Seit dem 10. Jahrhundert ist die Burganlage als Sitz und Hauptburg der abodritischen Fürsten auch in den Schriftquellen belegt. Der jüdisch-andalusische Reisende Ibrahim Ibn Jacub bezeichnete sie 965 als Nakons Burg. Den nakonidischen Fürsten Nakon, Mistiwoj und Mistislaw diente die Burg als zentraler Herrschaftssitz und Repräsentationsort. Ende des 10. Jahrhunderts befand sich auf oder nahe der Burg eine dem Apostel Petrus geweihte Kirche mit angeschlossenem Nonnenkloster, dem als Äbtissin die abodritische Prinzessin Hodica vorstand. Ab 991/992 diente die Mecklenburg daneben als faktischer Bischofssitz der Hamburger Slawendiözese: Hier residierten der Mecklenburger Bischof Reinbert (991/92–1013/14) und sein Nachfolger Bernhard (1013/14–1023).

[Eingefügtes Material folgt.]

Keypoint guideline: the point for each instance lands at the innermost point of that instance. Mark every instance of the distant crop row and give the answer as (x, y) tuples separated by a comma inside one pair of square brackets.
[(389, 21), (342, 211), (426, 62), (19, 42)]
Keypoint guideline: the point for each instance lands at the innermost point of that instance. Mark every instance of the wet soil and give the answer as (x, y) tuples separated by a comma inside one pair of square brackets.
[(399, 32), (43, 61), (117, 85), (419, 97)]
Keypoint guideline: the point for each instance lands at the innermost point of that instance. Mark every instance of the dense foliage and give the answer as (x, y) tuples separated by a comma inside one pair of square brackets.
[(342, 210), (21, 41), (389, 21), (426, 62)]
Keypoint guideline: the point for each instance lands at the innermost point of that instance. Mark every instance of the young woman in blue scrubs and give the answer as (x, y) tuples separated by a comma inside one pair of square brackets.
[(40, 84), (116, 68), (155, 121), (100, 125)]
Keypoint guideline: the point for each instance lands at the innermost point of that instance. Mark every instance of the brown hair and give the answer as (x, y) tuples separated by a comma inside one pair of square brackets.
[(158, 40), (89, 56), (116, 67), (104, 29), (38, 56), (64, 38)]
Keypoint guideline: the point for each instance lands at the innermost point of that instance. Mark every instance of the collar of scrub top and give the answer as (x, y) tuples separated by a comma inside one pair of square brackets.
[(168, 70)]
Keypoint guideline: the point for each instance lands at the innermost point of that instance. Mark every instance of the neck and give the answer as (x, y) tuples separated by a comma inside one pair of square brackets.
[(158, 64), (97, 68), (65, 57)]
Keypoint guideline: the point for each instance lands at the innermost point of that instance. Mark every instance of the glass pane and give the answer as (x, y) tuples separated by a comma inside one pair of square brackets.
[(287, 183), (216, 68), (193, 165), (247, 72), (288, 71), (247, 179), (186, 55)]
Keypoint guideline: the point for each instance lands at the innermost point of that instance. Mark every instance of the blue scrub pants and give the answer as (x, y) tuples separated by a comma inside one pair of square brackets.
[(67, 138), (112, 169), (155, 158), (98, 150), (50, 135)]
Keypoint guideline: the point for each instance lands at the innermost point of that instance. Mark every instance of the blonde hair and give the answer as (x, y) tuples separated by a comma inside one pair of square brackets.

König Otto III. erwähnte in einer Urkunde vom 10. September 995 erstmals den Namen der Michelenburg (in einer lateinischen Urkunde). Der slawische Name der Burg ist nicht überliefert. Möglicherweise lautete er Weligrad, was „Große Burg“ bedeuten würde. Der deutsche Name Mikelenburg wäre dann eine Übersetzung. Der Name Mikelenburg wandelte sich dann im Laufe der Zeit in Mecklenburg. Im 11. Jahrhundert diente die Mecklenburg noch einmal als Residenz, und zwar für den nakonidischen Fürsten Gottschalk. Danach verlor die Burg ihre Bedeutung als abodritischer Zentralort. Während einer Strafexpedition Heinrichs des Löwen gegen seinen friedbrüchigen Vasallen Niklot steckte dieser die Burg 1160 in Brand. Anschließend richtete der Sachsenherzog dort einen Stützpunkt unter Heinrich von Schaten ein, der aber 1164 von Niklots Sohn Pribislaw überrannt und von den Sachsen aufgegeben wurde.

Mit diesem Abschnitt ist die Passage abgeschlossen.